Not until four days later did anyone realize that the woman had died of plague. Fearing that treatment might arrive too late, doctors rushed prophylactic antibiotics to the children and staff at the day-care center. Luckily, no one exposed to the woman fell ill. In this country, we tend to think that the horrors of plague are confined safely to the past. Plague, the black death, burned through the medieval world of Europe, killing about one of every four people. But by the mid-18th century, epidemic plague had died down. The terrible days of deserted cities and heaps of the dead fell into the dim past on the Continent, although plague never disappeared—more than 10 million died of it in India less than a century ago.
Plague's current sluggishness poses a number of questions: How could a disease that does not seem to be highly contagious, as evidenced by the story of the woman who worked at the day-care center, slaughter millions in a short period of time? Why does plague move from a smoldering to an explosive phase, and back again? And most important, is it possible that epidemic plague could return?

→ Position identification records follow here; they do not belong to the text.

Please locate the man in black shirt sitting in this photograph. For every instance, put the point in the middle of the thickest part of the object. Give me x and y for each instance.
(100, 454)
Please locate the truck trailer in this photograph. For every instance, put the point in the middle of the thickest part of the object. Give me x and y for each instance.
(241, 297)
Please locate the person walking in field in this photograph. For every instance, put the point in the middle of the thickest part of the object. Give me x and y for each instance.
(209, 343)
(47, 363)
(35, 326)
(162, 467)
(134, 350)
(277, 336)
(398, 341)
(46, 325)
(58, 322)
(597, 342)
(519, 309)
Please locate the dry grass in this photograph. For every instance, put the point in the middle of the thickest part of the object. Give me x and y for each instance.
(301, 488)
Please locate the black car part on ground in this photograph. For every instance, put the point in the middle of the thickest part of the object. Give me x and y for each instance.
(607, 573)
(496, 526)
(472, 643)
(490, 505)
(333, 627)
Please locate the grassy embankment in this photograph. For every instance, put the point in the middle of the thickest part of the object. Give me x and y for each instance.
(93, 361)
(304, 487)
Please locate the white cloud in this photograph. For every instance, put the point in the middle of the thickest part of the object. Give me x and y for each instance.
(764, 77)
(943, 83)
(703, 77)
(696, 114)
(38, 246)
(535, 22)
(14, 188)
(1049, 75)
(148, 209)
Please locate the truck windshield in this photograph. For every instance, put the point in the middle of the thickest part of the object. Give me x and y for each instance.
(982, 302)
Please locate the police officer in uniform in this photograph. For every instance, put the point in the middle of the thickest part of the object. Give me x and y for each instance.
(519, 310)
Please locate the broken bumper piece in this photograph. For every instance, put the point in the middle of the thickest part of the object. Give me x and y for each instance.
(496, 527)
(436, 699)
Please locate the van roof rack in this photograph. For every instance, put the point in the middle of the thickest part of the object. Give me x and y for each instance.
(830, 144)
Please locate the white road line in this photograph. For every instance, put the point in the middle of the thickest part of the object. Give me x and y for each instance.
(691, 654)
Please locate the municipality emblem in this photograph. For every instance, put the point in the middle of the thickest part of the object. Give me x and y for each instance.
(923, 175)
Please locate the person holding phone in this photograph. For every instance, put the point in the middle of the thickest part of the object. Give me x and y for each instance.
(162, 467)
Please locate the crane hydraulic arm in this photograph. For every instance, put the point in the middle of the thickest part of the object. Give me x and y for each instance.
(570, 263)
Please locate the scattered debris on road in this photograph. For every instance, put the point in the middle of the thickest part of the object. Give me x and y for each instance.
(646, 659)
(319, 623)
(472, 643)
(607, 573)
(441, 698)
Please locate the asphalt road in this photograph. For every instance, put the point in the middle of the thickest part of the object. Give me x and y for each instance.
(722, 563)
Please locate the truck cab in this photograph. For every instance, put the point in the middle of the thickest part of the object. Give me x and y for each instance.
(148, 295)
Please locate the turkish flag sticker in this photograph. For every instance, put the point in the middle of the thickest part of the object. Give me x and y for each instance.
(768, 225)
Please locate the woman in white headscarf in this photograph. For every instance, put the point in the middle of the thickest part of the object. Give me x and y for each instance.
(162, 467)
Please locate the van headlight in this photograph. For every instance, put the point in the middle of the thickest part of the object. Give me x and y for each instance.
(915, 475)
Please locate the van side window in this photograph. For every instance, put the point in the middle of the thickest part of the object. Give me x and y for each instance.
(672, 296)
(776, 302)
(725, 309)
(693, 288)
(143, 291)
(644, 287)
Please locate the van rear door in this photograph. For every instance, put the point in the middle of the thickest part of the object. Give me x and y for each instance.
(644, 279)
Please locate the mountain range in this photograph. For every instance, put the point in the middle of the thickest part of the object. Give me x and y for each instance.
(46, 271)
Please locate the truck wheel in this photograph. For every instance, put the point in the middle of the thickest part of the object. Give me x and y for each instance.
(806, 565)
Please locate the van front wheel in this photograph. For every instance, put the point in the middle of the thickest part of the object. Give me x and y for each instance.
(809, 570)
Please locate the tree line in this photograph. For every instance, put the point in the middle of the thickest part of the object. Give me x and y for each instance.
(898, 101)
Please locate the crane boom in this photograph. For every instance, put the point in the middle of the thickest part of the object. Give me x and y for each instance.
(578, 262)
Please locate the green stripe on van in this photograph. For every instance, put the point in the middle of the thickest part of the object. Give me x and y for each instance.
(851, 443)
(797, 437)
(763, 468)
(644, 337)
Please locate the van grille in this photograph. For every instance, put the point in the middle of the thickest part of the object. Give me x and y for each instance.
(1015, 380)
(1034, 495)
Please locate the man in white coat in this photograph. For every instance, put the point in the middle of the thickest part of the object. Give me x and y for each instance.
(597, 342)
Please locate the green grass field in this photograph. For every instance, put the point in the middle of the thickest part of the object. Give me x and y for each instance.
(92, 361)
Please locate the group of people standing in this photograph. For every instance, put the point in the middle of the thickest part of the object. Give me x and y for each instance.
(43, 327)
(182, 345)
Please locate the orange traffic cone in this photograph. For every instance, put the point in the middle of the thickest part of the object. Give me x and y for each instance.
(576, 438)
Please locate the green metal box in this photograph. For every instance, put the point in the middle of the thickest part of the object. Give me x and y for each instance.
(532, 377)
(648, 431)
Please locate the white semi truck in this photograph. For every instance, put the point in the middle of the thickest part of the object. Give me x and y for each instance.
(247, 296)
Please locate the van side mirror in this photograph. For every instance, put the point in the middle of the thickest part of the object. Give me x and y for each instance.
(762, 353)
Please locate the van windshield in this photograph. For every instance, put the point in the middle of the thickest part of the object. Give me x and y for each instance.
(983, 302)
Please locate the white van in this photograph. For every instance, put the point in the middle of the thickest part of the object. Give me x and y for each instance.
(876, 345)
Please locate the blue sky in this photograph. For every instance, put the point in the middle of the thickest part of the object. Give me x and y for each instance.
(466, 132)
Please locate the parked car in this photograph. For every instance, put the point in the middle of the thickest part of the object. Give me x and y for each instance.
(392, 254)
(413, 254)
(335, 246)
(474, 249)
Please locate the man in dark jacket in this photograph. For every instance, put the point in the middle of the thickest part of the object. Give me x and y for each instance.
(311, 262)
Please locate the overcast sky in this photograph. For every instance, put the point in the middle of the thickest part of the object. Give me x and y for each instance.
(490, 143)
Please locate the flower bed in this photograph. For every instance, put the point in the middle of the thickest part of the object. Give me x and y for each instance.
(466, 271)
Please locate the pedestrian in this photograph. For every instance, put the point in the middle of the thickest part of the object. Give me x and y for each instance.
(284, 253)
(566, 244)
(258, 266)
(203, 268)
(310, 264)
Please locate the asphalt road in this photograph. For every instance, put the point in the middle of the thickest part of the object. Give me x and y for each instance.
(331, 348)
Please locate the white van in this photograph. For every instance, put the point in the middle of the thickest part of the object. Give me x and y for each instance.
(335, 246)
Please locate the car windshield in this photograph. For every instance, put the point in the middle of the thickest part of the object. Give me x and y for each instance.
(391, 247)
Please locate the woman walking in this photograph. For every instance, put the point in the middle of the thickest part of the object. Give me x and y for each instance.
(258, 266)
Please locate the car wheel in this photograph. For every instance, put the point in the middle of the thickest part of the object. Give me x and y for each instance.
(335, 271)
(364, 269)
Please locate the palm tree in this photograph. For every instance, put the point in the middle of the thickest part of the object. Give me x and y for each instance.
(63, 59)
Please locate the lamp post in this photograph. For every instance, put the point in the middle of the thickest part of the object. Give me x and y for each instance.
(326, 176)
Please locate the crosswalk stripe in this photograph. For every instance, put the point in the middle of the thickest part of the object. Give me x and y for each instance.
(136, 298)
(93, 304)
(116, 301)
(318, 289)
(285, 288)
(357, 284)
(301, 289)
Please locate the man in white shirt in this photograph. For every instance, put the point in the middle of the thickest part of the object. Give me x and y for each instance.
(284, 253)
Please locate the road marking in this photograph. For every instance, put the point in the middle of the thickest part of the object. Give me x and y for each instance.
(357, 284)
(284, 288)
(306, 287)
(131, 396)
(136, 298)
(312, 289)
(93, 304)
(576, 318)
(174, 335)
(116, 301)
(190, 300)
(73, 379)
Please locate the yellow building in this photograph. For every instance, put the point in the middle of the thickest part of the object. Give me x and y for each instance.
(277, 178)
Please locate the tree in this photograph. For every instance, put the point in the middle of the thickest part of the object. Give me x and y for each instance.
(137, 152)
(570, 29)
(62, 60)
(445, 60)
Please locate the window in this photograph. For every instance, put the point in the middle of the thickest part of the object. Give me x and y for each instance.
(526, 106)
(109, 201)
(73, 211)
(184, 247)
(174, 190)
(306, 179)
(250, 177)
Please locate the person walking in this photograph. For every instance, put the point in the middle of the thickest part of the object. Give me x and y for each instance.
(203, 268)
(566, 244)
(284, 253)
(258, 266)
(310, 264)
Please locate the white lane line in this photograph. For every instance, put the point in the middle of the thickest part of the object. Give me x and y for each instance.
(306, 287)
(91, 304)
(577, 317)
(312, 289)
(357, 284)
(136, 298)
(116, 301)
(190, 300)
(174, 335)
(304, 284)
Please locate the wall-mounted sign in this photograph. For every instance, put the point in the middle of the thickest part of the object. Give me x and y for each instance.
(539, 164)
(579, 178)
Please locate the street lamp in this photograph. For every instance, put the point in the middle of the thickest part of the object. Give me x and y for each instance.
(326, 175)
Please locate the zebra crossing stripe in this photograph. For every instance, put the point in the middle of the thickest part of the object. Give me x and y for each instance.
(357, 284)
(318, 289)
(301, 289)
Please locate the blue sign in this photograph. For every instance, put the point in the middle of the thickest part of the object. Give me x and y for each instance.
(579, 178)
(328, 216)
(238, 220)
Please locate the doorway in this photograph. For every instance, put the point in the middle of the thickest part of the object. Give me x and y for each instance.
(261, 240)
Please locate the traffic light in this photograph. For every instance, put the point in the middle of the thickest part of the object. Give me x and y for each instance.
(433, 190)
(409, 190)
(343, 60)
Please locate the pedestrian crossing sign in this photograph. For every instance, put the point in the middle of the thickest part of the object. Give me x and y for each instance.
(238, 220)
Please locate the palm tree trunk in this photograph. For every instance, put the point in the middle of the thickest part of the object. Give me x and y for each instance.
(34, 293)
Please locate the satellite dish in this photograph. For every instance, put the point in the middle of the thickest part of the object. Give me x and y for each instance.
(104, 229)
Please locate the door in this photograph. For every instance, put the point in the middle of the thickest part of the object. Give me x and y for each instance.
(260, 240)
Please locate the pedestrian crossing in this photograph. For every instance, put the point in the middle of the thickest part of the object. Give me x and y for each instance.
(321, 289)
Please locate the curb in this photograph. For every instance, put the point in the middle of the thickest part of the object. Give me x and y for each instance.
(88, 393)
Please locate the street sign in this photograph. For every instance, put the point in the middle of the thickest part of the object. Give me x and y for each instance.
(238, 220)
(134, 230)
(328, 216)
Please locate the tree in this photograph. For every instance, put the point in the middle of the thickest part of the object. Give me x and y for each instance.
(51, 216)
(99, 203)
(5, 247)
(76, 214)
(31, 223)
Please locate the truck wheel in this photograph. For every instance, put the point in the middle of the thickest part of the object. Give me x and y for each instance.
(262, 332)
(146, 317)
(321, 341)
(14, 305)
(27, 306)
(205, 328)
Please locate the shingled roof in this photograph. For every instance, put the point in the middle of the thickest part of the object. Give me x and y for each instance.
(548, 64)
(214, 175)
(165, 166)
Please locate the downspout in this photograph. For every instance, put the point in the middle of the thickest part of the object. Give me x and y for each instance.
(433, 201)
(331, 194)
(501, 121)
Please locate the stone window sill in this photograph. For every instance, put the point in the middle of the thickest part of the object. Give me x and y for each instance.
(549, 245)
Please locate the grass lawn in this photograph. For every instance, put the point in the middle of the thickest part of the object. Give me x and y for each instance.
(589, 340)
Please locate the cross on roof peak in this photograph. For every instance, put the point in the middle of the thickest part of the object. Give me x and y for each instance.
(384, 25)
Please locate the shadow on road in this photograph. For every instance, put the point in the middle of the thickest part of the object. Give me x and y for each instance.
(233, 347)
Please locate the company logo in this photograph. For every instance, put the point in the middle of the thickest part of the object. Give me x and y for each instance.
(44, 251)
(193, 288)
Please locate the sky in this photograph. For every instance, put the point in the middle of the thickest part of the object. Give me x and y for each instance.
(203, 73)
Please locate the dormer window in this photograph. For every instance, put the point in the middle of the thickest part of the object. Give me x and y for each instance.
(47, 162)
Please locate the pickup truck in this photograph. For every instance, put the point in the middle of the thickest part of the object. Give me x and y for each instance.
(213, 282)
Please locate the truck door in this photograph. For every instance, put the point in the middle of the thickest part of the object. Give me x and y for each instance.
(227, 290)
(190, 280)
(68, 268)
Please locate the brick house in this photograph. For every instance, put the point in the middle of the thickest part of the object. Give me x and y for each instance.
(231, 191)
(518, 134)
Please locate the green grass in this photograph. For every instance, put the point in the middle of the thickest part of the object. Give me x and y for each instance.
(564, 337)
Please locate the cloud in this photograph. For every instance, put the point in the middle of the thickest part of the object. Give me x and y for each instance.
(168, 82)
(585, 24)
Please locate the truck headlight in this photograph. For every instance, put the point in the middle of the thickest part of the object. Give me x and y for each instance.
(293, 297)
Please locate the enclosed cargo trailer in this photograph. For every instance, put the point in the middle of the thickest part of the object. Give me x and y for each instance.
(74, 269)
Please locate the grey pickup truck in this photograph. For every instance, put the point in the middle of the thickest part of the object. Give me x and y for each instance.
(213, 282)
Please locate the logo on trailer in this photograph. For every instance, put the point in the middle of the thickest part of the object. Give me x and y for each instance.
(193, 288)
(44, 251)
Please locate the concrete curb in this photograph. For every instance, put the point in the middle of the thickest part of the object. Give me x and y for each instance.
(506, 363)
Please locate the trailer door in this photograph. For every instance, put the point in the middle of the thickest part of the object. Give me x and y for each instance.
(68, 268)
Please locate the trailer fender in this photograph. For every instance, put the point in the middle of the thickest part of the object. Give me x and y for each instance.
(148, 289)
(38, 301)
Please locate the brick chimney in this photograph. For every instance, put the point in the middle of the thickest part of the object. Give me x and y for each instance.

For biodefense experts the questions are serious, but they are not always about plague. "To Russian and American scientists, plague and anthrax seem like mirror images of one another. We worry about anthrax; they worry about plague," says Paul Keim, a molecular biologist at Northern Arizona University who specializes in the DNA fingerprinting of dangerous pathogens. Keim says anthrax terrifies our scientists more than plague because anthrax spores remain indestructible for long periods of time. A bioterrorist attack with anthrax could render an area infective for generations.